In that address, Mr Obama made clear that he still favours a public option but described it as "only a means to an end" and urged Democratic lawmakers to remain open to other ideas that accomplish the goal of ending insurance company abuses and making coverage available for those who currently lack it.
"Some have suggested that the public option go into effect only in those markets where insurance companies are not providing affordable policies. Others have proposed a co-op or another non-profit entity to administer the plan. These are all constructive ideas worth exploring," Mr Obama said. "But I will not back down on the basic principle that if Americans can't find affordable coverage, we will provide you with a choice."
The day after the speech, Ms Pelosi said that although she has not seen an idea that is superior to a public plan, "it could be there. This is about a goal, it's not about provisions."
It seems increasingly likely that some sort of trigger-based option will be adopted, whereby private insurers would be given a certain period of time to expand coverage at affordable rates in a state or else face competition from a publicly run plan. Democrats have been discussing such an option with Maine Republican senator
Olympia Snowe, one of the Gang of Six.
In his speech to Congress Mr Obama outlined his vision of what a healthcare reform plan should include. The address was notably short on specifics as to how the measure, estimated to cost $900 billion over 10 years, would be funded.
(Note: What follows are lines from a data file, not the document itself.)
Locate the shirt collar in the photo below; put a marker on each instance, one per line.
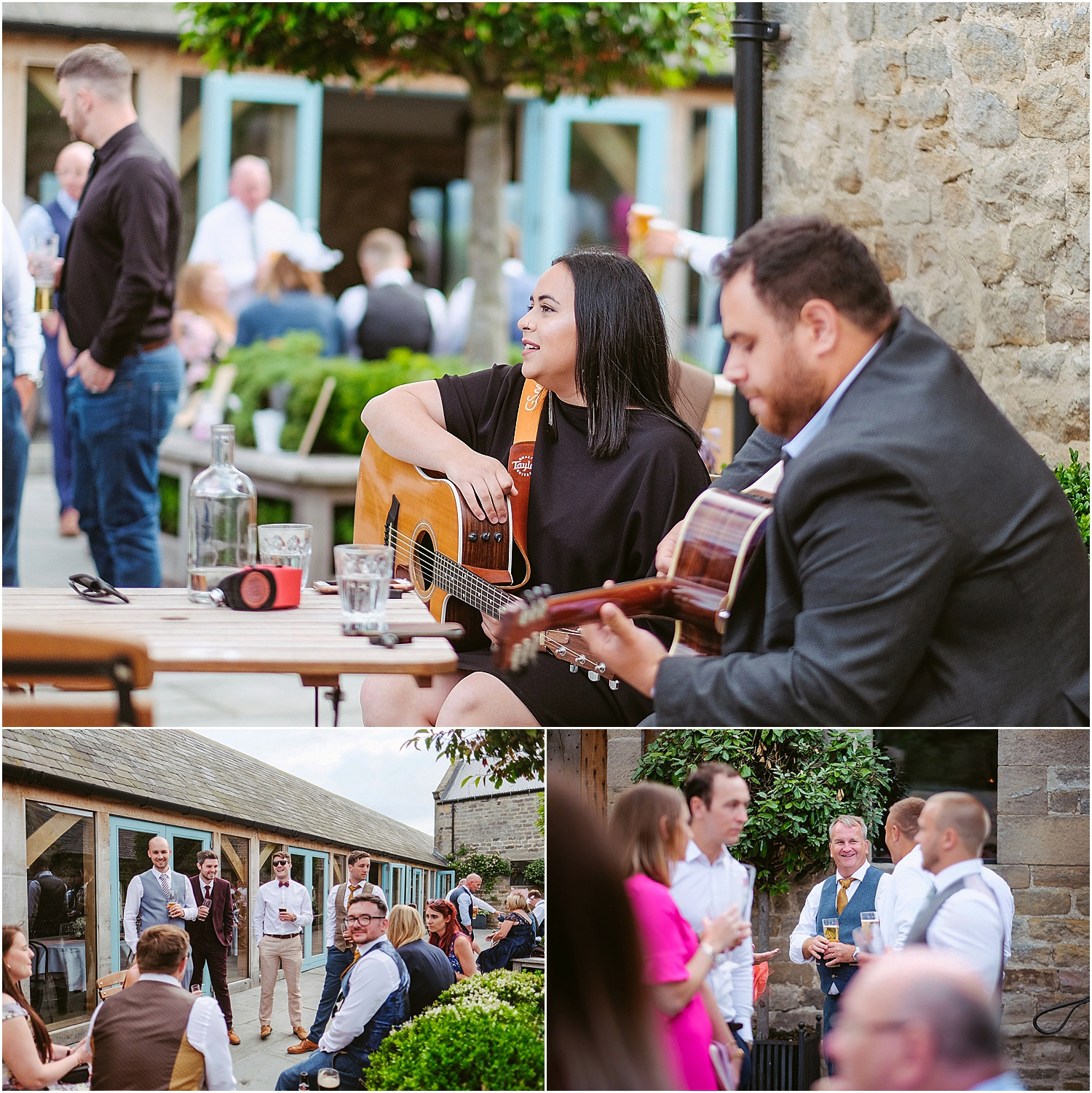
(954, 873)
(796, 446)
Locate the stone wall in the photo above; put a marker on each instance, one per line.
(954, 139)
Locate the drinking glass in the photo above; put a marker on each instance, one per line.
(363, 584)
(285, 544)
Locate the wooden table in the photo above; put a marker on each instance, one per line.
(183, 636)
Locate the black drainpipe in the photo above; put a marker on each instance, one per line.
(749, 32)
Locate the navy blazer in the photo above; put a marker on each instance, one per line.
(922, 566)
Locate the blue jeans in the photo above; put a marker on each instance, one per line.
(311, 1065)
(17, 446)
(116, 464)
(336, 963)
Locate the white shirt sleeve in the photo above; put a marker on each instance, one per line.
(371, 983)
(806, 928)
(132, 897)
(24, 338)
(207, 1033)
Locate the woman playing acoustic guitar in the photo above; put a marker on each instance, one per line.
(614, 469)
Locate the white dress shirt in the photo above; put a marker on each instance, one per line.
(179, 886)
(806, 928)
(900, 902)
(704, 889)
(970, 923)
(206, 1031)
(352, 306)
(232, 239)
(267, 910)
(374, 977)
(24, 327)
(331, 910)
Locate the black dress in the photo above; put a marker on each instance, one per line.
(588, 520)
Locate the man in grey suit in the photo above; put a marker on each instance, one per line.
(922, 565)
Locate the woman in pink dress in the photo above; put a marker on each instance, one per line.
(651, 829)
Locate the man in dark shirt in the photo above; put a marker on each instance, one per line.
(118, 287)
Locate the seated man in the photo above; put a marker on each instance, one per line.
(375, 995)
(922, 564)
(154, 1036)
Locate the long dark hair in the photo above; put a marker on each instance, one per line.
(622, 355)
(41, 1041)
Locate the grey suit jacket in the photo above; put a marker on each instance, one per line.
(922, 566)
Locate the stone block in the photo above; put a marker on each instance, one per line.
(1013, 317)
(1067, 318)
(928, 60)
(991, 54)
(1042, 901)
(986, 119)
(1054, 111)
(1043, 748)
(1021, 790)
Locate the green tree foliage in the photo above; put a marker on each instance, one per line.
(506, 755)
(586, 48)
(800, 779)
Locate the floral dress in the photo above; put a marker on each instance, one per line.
(517, 942)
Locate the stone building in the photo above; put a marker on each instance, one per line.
(472, 814)
(84, 803)
(1039, 795)
(954, 138)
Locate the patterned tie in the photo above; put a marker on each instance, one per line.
(843, 899)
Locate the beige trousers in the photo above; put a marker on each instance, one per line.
(287, 954)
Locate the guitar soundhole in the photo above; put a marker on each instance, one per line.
(423, 564)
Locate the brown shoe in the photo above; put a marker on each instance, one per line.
(70, 524)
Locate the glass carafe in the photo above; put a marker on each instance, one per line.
(222, 520)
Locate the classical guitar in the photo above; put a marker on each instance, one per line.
(460, 566)
(719, 537)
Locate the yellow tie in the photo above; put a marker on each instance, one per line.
(843, 899)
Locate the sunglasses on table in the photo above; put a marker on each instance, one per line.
(94, 588)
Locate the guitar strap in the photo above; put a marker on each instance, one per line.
(521, 457)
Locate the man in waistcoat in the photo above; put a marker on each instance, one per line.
(375, 1001)
(339, 947)
(155, 1036)
(963, 914)
(210, 934)
(74, 162)
(390, 309)
(159, 897)
(854, 888)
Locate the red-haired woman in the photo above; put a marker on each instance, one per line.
(445, 934)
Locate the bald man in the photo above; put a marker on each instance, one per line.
(239, 234)
(963, 915)
(74, 162)
(919, 1020)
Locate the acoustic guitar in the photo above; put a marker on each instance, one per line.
(460, 566)
(719, 538)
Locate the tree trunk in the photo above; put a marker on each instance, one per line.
(488, 170)
(762, 945)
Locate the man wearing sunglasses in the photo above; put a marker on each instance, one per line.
(375, 994)
(282, 910)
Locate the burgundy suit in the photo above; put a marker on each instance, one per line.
(211, 939)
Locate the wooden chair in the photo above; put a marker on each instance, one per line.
(111, 984)
(79, 660)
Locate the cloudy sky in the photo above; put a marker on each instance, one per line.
(366, 766)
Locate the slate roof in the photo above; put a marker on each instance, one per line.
(455, 786)
(200, 776)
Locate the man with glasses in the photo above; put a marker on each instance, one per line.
(375, 1001)
(339, 947)
(282, 910)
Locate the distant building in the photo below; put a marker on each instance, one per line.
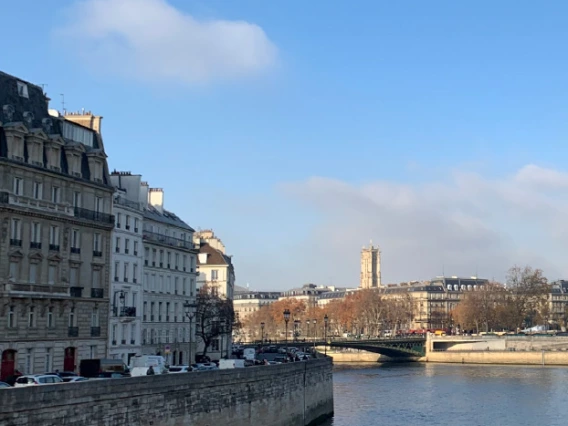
(370, 267)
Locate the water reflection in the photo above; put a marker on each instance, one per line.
(443, 394)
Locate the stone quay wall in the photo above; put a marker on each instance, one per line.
(294, 394)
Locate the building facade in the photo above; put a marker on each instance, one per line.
(55, 211)
(170, 274)
(217, 273)
(127, 260)
(370, 267)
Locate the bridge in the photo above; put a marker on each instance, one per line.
(402, 347)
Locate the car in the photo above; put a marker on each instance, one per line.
(37, 379)
(180, 369)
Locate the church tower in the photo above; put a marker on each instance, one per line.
(370, 267)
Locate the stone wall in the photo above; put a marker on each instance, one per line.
(296, 394)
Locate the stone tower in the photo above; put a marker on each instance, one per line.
(370, 267)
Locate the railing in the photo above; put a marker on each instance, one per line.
(93, 215)
(76, 291)
(128, 311)
(170, 241)
(97, 293)
(39, 288)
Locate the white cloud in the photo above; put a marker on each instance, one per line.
(153, 41)
(467, 225)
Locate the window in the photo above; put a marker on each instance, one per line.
(14, 270)
(23, 92)
(50, 318)
(55, 194)
(75, 239)
(97, 243)
(52, 274)
(36, 232)
(33, 273)
(18, 186)
(95, 318)
(47, 359)
(38, 190)
(31, 316)
(11, 317)
(54, 237)
(76, 199)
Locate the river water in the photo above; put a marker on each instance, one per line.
(419, 394)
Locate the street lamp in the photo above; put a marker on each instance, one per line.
(325, 320)
(286, 319)
(190, 308)
(121, 298)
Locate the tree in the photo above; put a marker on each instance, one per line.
(214, 317)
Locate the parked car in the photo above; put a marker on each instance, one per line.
(37, 379)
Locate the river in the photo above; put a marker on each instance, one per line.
(419, 394)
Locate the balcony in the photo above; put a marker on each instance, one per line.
(128, 311)
(76, 291)
(169, 241)
(94, 216)
(97, 293)
(34, 203)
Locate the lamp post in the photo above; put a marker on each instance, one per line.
(325, 320)
(262, 332)
(286, 319)
(190, 308)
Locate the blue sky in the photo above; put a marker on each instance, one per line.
(314, 106)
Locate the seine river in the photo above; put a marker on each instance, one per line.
(445, 394)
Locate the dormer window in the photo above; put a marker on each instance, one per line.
(23, 90)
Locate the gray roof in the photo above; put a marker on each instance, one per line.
(167, 217)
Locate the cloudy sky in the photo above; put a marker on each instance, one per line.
(299, 131)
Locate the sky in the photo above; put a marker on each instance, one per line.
(302, 131)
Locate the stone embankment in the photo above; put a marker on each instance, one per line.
(294, 394)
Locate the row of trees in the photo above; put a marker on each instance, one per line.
(522, 302)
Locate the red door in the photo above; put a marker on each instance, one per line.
(8, 364)
(69, 359)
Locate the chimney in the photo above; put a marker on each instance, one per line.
(156, 198)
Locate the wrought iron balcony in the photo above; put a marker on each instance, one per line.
(170, 241)
(76, 291)
(97, 293)
(94, 215)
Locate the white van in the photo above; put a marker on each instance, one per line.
(139, 365)
(231, 363)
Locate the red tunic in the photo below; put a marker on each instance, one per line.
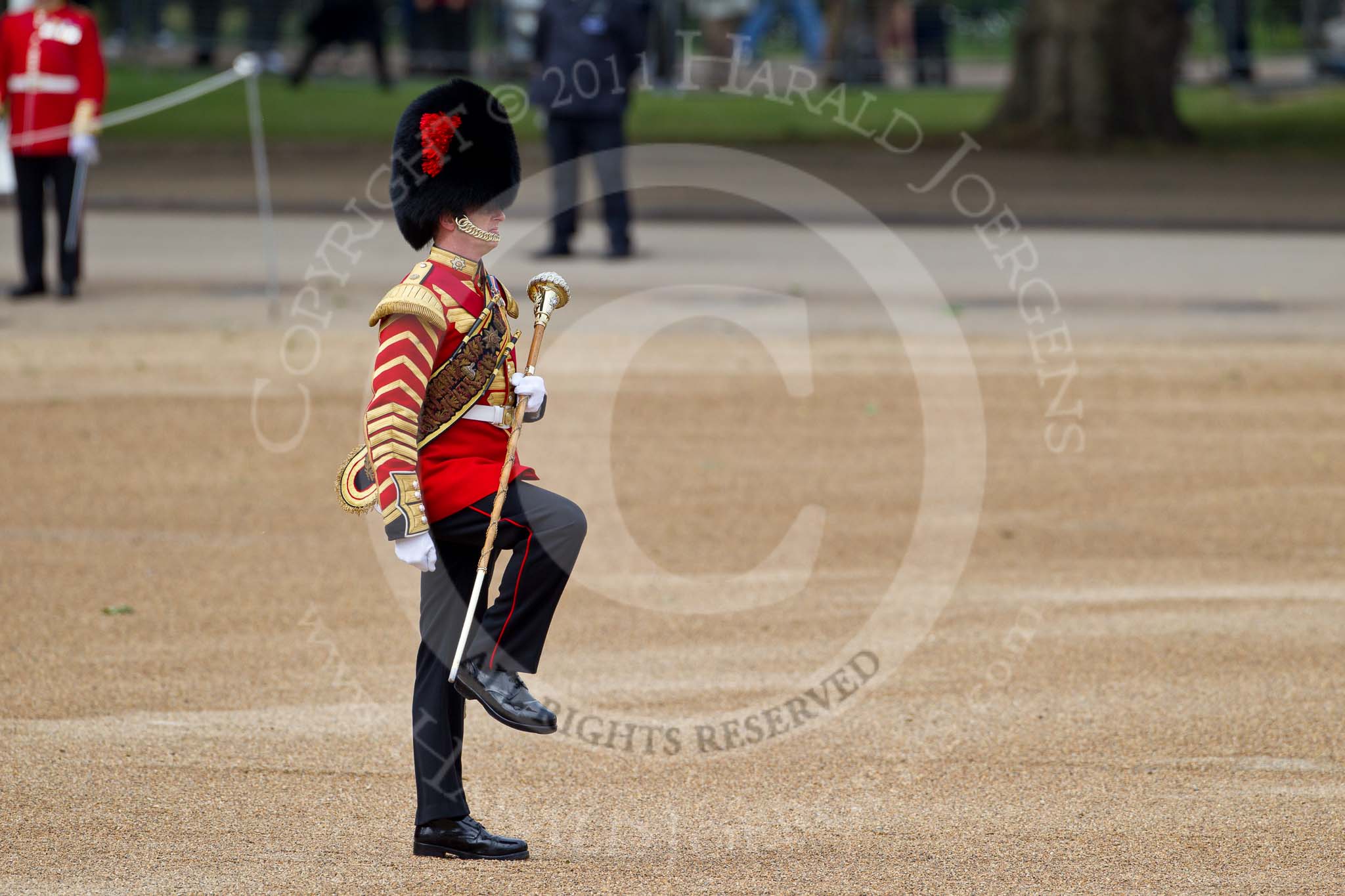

Asserting he would not sign a bill that adds to the federal deficit, he said reducing waste and inefficiency in the Medicare and Medicaid programmes would pay for most of the plan, and "much of the rest would be paid for with revenues from the very same drug and insurance companies that stand to benefit from tens of millions of new customers".
The speech also offered little in the way of new proposals, save for moving forward on plans for demonstration projects to reduce medical malpractice lawsuits.